TITLE:
Analysis of Leveraging Fastspeech 2 and Hifi-Gan Models for Speech Synthesis Adapted for Nigerian Languages
AUTHORS:
Emmanuel Nwabueze Ekwonwune, Leticia E. Elebiri, Abraham Oghenemega Ovwonuri, Donpatrick Onwusiribe Uzondu, Chinonso Daniel Okoronkwo, Igbokwe Benson Ikechukwu, Dennis Mary Chinonye
KEYWORDS:
Languages, Natural Language Processing, HiFi-GAN, Models, FastSpeech2, Speech Synthesis, Meta-TTS, Deep Learning
JOURNAL NAME:
Intelligent Information Management,
Vol.17 No.6,
November
28,
2025
ABSTRACT: The aim of this research is to develop a speech synthesis model tailored towards Nigerian languages by leveraging natural language processing tool such as FastSpeech 2 and meta-tts for high-quality, non-autoregressive text-to-speech (TTS) generation and HiFi-GAN for neural vocoding.
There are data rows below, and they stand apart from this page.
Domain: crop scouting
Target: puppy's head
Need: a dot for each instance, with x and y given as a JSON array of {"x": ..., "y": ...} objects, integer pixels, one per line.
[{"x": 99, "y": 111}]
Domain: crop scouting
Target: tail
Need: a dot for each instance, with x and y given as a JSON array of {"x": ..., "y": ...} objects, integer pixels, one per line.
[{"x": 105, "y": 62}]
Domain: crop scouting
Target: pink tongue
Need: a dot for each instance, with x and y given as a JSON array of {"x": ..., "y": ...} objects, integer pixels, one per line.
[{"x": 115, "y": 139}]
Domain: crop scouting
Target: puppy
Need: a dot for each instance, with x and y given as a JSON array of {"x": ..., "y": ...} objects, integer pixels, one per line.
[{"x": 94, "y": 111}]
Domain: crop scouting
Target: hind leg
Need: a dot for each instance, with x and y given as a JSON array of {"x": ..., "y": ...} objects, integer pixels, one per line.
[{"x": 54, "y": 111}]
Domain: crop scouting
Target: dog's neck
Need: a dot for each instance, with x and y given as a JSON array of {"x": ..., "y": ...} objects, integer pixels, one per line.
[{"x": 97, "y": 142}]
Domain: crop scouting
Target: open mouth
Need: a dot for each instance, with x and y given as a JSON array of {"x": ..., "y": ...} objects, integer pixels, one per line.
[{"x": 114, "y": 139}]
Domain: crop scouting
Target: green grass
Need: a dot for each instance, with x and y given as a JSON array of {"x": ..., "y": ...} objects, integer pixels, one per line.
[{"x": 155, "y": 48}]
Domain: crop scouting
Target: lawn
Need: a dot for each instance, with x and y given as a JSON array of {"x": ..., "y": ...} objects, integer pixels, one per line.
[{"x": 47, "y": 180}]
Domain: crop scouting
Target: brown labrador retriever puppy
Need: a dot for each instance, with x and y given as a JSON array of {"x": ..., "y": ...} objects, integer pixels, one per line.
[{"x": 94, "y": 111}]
It was motivated due to lack of high-quality synthetic speech models for low-resource languages especially Nigerian Languages and specificially Hausa, Igbo and Yoruba. The methodology adopted is a structured and iterative approach that integrates Structured System Analysis and Design Methodology (SSADM), and Machine Learning Development Lifecycle (MLDLC), which incorporates a feasibility study, corpus collection, phonetic analysis, and model training with Nigerian Language annotated speech dataset. Speech dataset will be collected and preprocess from selected Nigerian languages(Igbo Hausa and Yoruba). Phonemes will be developed using both rule-based approach and grapheme-to-phoneme models like Epitran and Phonemizer, while FastSpeech 2, meta-tts and HiFi-GAN will be fine-tuned to accommodate tonal variations and prosodic patterns inherent in these languages. The model training pipeline will integrate Tacotron-based aligners for efficient text-to-mel-spectrogram conversion, while HiFi-GAN will enhance naturalness and intelligibility. Python will be the primary programming language for the implementation of this research while the interface will be a combination of hypertext markup language (HTML), cascading style sheet (CSS) and Javascript. The expected outcome is a state-of-the-art, speech synthesis system capable of generating natural and intelligible speech across multiple Nigerian languages.